1. An estimate of the geography of partisan prejudice
My colleagues David Rothschild and Tobi Konitzer recently published this MRP analysis, “The Geography of Partisan Prejudice: A guide to the most—and least—politically open-minded counties in America,” written up by Amanda Ripley, Rekha Tenjarla, and Angela He.
Ripley et al. write:
In general, the most politically intolerant Americans, according to the analysis, tend to be whiter, more highly educated, older, more urban, and more partisan themselves. This finding aligns in some ways with previous research by the University of Pennsylvania professor Diana Mutz, who has found that white, highly educated people are relatively isolated from political diversity. They don’t routinely talk with people who disagree with them; this isolation makes it easier for them to caricature their ideological opponents. . . . By contrast, many nonwhite Americans routinely encounter political disagreement. They have more diverse social networks, politically speaking, and therefore tend to have more complicated views of the other side, whatever side that may be. . . .
The survey results are summarized by this map:
I’m not a big fan of the discrete color scheme, which creates all sorts of discretization artifacts—but let’s leave that for another time. In future iterations of this project we can work on making the map clearer.
There are some funny things about this map and I’ll get to them in a moment, but first let’s talk about what’s being plotted here.
There are two things that go into the above map: the outcome measure and the predictive model, and it’s all described this post from David and Tobi.
First, the outcome. They measured partisan prejudice by asking 14 partisan-related questions, from “How would you react if a member of your immediate family married a Democrat?” to “How well does the term ‘Patriotic’ describe Democrats? to “How do you feel about Democratic voters today?”, asking 7 questions about each of the two parties and then fitting an item-response model to score each respondent who is a Democrat or Republican on how tolerant, or positive, they are about the other party.
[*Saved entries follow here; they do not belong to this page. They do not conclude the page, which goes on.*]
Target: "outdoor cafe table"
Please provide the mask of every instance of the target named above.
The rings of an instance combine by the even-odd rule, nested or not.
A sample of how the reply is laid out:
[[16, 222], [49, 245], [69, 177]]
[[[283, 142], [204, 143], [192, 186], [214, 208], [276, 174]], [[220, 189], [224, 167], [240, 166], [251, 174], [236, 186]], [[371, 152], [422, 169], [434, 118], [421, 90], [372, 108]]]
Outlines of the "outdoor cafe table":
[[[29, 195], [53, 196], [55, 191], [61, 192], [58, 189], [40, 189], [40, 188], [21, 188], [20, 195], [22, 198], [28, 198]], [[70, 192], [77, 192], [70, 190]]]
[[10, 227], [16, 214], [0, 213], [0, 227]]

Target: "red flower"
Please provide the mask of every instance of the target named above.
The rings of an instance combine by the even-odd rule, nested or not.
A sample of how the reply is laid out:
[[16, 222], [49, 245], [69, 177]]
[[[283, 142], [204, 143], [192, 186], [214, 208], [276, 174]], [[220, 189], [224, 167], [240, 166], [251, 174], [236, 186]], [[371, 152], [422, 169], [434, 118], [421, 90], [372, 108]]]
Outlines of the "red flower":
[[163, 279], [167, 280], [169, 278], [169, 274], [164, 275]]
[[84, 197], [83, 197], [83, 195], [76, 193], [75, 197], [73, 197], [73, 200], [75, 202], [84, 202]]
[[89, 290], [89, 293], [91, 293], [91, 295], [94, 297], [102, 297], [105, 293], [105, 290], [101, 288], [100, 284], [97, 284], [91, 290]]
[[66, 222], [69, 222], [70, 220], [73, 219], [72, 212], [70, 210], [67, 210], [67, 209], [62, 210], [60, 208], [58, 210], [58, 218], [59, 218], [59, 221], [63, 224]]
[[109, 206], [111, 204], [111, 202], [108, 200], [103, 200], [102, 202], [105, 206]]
Second, the model. They took data from 2000 survey responses and regressed these on individual and neighborhood (census block)-level demographic and geographic predictors to construct a model to implicitly predict “political tolerance” for everyone in the country, and then they poststratified, summing these up over estimated totals for all demographic groups to get estimates for county averages, which is what they plotted.
Having done the multilevel modeling and poststratification, they could plot all sorts of summaries, for example a map of estimated political tolerance just among whites, or a scatterplot of county-level estimated political tolerance vs. average education at the county level, or whatever. But we’ll focus on the map above.
2. Two concerns with the map and how it’s constructed
People have expressed two concerns about David and Tobi’s estimates.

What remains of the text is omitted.